Here are some of the major points of Stephenson's plan:
- Only residential homes would be affected. The "uniform and equal" tax practice in current Utah law would still apply to commercial and industrial properties.
- Once a home was bought, assessment levels would be set. They could increase only 2 percent a year if real estate inflation went up 2 percent or more and could actually remain the same or decrease if real estate prices stabilized or fell.
- The uncertainty of homeownership, via escalating property taxes, is taken away. While tax rates could be increased by local taxing authorities (counties, school districts, cities and special districts), assessments would be set and could only grow 2 percent a year. If citizens kept local officials from raising rates, their home property taxes wouldn't increase significantly. (Property taxes are figured by multiplying the overall tax rate against a property's assessed value.)
- The 45 percent homeowner discount now given under the state constitution would end. A new homeowner would lose that 45 percent discount and the first year would pay tax on 100 percent of the home's fair market value. But each additional year the home was owned - as market real estate prices rise - a homeowner would get farther and farther ahead of the real estate market curve. At some point, Stephenson estimates eight or nine years after buying a home, the homeowner's taxes actually would drop below a level that would equate to the current 45 percent homeowner discount.

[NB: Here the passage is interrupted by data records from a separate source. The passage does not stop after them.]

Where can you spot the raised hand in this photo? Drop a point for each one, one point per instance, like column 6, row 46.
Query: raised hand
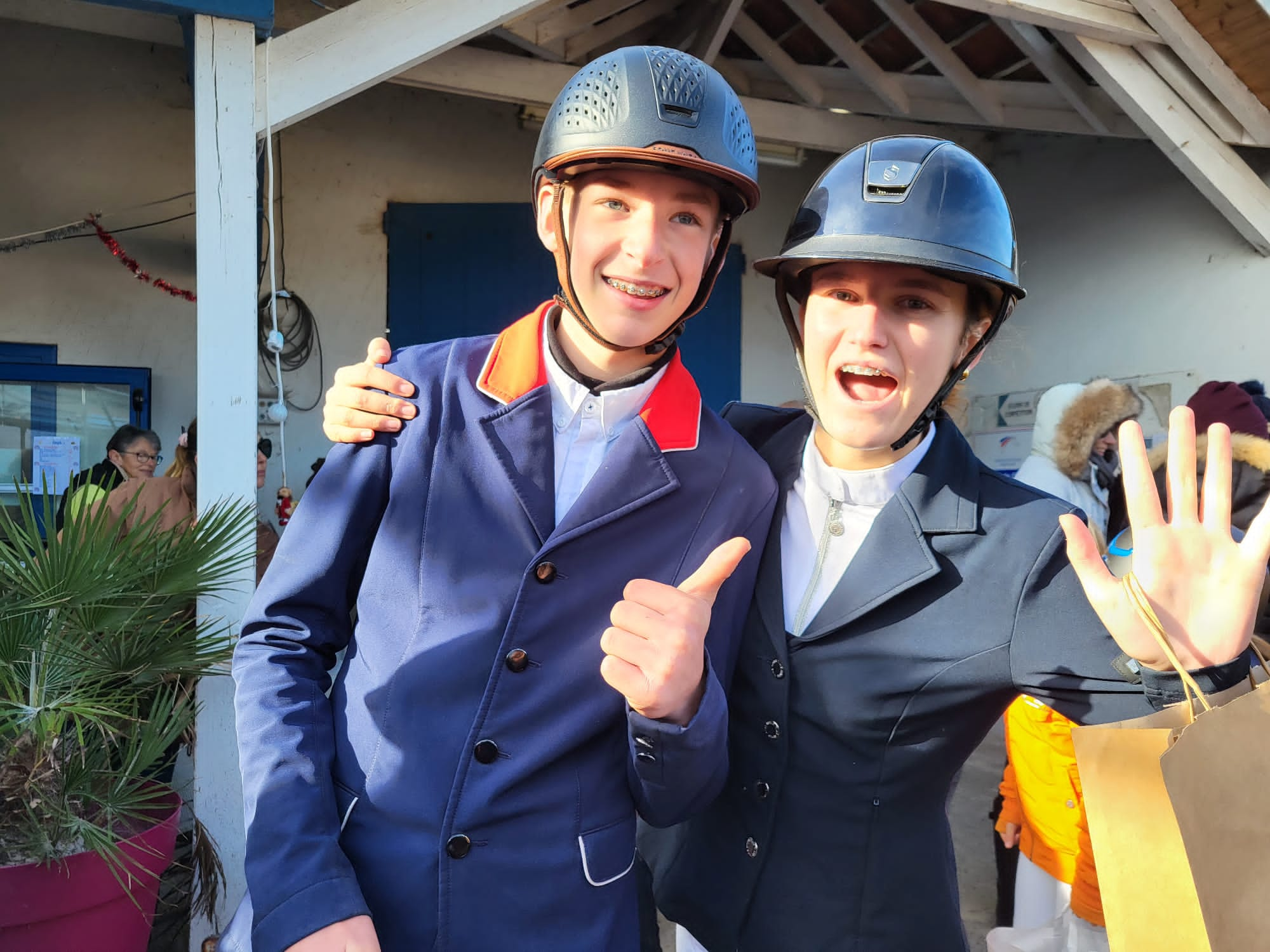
column 1202, row 585
column 356, row 935
column 354, row 412
column 656, row 648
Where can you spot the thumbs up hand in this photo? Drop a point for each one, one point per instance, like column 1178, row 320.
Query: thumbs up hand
column 655, row 652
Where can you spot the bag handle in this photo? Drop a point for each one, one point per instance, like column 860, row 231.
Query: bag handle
column 1133, row 590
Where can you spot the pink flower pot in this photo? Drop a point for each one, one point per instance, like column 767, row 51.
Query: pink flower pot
column 79, row 907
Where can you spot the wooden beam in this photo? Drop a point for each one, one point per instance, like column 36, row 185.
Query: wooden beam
column 1208, row 67
column 571, row 21
column 577, row 48
column 717, row 30
column 1059, row 72
column 518, row 79
column 224, row 88
column 1215, row 168
column 1186, row 84
column 778, row 59
column 1084, row 17
column 345, row 53
column 1037, row 107
column 944, row 59
column 848, row 50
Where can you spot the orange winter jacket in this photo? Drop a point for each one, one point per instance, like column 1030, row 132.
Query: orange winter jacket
column 1042, row 794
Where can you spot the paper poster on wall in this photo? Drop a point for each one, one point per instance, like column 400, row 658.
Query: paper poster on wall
column 1004, row 450
column 55, row 460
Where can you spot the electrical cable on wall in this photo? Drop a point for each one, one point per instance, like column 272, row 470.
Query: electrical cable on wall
column 275, row 342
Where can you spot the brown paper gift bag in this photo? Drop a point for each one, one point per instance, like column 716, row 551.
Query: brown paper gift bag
column 1174, row 803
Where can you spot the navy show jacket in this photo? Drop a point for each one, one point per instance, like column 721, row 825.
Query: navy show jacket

- There is no automatic shift of home property taxes to commercial and industrial property taxes. The tax savings provided by the current 45 percent homeowner assessment discount would be spread out among new and old purchased homes (based on how long a homeowner has been in a house) to ensure local governments and school districts don't lose any property tax revenue.
"This is a win, win, win situation," Stephenson says. The homeowner buys a house and knows (except for rate increases voted by local governments) what the taxes will be for years to come. No longer is there the uncertainty of rising real estate prices pushing up assessments, he says.
Since property taxes rise slowly under his plan (at most, 2 percent a year), older homeowners drawing retirement wouldn't see their property taxes taking huge chunks out of their now-smaller incomes.
Local governments would win, he says. Expensive assessment procedures on homes would end. Local elected officials wouldn't face the wrath of homeowners upset over rising property taxes.
While all that may be correct, over time inequities between property taxes paid would grow.
If Stephenson's plan were in effect today, a couple who bought a $100,000 house would pay 100 percent assessment taxes next year. In 10 years (at 2 percent assessment growth a year) the house would be assessed for taxes at $120,000.
In 2008 a young couple could buy a similar house next door for $150,000, the higher price coming through real estate inflation. And they would pay tax based on the $150,000 fair market value while their older neighbors paid tax based on their $120,000 assessment level.
The younger couple would be paying a property tax 25 percent higher than their older neighbors.
And that will be the crux of the political debate over Stephenson's plan.